An alligator ended Chubbs Peterson’s golf aspirations — could it close down Sandler’s sequel dreams, too?
It’s official — Adam Sandler is working on a 28-years-too-late sequel to Happy Gilmore, and I’ll never be happy again.
For a film superstar so synonymous with creatively bankrupt, comically phoned-in “comedies” that still collect nine figures at the box office, it’s shocking that Sandler waited this long to start mining his Golden Age for that sweet, sweet, sequel cash. Sure, Sandler turned Grown Ups, Hotel Transylvania and Murder Mystery into multi-movie paydays, but, let’s be honest, nobody’s going to be quoting the original Grown Ups over a quarter-century after its premiere in the same way amateur golfers today still shout at their left-short birdie putts, “Are you too good for your home?!?!”
In the two-decades-plus following the Sandman’s creative peak, Sandler left his legendary run of all-time classic comedies alone while he made millions off of trash heaps like Jack and Jill and Pixels. But, as of this month, that streak is coming to an end as Sandler has confirmed that, not only is Happy Gilmore 2 in the works, but the script is already in its second draft.
Sandman, whatever they’re paying you to dig up that dead body, I promise you that the price is wrong (bitch).
“We’ve been talking about a ‘Happy 2,’ and we’re working on some stuff,” Sandler said during an appearance on The Dan Patrick Show earlier this month after actor Christopher McDonald, who played Shooter McGavin in the original Happy Gilmore, spilled the beans on Sandler’s secret sequel script. Added Sandler, “But don’t tell anybody.” In addition to McDonald’s blabbing, Sandler’s close friend Drew Barrymore had previously hinted that Happy was ready to hit the links one more time.
Sandler said of the sequel, “Netflix is excited about it,” promising that he will use the project to honor the previous installment’s stars who have since passed on, including his old brawling buddy Bob Barker, the hilarious heckler Joe Flaherty and, of course, the late, great Carl Weathers, without whose missing hand Happy would never have become a champion.

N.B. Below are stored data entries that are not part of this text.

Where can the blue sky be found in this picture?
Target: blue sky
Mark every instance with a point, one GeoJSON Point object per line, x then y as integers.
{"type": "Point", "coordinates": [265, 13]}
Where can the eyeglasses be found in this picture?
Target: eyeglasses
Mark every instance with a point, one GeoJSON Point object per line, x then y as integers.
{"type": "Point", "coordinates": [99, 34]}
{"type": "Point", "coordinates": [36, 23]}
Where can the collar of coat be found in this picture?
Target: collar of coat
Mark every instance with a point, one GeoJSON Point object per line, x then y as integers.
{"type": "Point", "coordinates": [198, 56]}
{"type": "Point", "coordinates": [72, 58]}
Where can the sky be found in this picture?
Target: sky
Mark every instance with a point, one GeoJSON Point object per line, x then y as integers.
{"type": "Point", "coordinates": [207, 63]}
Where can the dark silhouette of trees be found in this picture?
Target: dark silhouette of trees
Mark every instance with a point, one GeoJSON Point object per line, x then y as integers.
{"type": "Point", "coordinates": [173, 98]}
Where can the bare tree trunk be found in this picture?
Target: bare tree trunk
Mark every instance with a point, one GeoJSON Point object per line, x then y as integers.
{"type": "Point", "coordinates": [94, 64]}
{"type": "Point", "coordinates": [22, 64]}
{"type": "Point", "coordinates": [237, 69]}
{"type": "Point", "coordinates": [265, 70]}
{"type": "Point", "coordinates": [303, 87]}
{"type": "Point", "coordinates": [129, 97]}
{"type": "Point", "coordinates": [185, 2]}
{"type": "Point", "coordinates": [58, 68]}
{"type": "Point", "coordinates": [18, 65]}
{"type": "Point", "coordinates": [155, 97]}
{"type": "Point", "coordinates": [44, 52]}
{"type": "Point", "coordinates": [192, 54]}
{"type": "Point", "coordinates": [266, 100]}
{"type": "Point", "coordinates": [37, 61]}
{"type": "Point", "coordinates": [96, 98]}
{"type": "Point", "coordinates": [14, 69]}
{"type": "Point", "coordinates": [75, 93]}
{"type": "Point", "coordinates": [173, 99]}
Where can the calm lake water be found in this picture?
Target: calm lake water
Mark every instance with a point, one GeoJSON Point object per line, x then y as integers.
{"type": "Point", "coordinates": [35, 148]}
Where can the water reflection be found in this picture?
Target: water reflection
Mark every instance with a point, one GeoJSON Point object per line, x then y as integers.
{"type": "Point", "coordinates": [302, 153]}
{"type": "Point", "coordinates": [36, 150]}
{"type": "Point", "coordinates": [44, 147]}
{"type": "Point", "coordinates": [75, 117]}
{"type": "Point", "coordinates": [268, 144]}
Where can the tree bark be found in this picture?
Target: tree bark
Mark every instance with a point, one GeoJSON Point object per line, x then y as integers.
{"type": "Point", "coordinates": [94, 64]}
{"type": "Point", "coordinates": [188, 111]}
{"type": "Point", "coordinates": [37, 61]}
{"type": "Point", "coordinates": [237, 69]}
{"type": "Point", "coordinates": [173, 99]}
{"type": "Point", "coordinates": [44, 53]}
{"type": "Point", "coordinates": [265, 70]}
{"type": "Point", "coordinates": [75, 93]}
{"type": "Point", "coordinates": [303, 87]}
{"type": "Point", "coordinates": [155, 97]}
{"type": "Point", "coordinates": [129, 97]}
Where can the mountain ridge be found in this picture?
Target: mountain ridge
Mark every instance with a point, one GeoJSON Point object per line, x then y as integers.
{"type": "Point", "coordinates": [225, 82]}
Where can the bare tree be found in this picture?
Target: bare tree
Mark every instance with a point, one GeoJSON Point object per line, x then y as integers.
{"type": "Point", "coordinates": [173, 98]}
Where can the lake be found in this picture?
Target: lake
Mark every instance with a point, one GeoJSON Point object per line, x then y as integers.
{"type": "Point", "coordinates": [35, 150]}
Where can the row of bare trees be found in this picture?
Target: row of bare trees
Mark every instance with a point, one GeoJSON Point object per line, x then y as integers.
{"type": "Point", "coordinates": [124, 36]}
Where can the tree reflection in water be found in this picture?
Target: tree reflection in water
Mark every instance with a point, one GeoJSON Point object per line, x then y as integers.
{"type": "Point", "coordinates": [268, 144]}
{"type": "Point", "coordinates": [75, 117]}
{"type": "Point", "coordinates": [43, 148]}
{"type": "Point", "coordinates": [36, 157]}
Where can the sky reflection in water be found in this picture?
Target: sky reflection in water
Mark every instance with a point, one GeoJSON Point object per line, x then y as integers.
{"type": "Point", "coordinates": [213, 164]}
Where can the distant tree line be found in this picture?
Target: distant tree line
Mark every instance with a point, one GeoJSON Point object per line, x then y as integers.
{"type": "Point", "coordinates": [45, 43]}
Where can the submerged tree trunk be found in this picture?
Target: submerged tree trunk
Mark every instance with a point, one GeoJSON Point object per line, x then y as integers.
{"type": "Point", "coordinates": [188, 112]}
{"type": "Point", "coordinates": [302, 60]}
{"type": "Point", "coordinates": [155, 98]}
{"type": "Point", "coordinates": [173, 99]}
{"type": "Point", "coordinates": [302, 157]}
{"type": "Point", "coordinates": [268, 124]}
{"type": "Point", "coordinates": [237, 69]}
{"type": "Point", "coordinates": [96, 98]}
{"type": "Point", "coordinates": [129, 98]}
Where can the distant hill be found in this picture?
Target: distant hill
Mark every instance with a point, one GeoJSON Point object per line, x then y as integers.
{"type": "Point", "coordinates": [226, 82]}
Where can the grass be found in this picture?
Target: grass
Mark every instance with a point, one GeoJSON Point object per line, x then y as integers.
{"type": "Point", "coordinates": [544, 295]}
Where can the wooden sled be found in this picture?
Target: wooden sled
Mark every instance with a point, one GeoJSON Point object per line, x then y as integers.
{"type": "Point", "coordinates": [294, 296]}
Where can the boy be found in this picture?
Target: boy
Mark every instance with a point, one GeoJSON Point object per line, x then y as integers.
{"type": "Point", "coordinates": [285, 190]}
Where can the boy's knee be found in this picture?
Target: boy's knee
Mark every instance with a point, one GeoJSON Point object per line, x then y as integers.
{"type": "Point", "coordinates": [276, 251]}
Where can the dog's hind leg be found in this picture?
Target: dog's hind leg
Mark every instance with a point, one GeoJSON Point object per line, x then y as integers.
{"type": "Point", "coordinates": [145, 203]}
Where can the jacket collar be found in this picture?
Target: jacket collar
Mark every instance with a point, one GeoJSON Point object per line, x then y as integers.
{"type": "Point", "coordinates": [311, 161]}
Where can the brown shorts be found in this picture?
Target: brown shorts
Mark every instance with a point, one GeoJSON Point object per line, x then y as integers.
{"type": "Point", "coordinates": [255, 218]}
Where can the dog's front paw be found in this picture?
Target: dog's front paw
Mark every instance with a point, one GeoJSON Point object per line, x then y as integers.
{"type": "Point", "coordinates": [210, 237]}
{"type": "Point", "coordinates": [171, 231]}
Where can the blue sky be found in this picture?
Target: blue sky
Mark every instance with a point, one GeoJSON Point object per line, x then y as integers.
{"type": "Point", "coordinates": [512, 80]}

But, really, why is it that, after so many years of nobly abstaining from the depressing sequel craze that desecrates the memories of so many classic comedies, Sandler is finally ready to crack open that tomb on his late-1990s-to-early-2000s hits and start plundering? Why does Happy Gilmore, of all movies, have to be the first one to fall? And, should the price of preventing a possible Blues Brothers 2000 be paid in blood, do I at least get to pick the hand?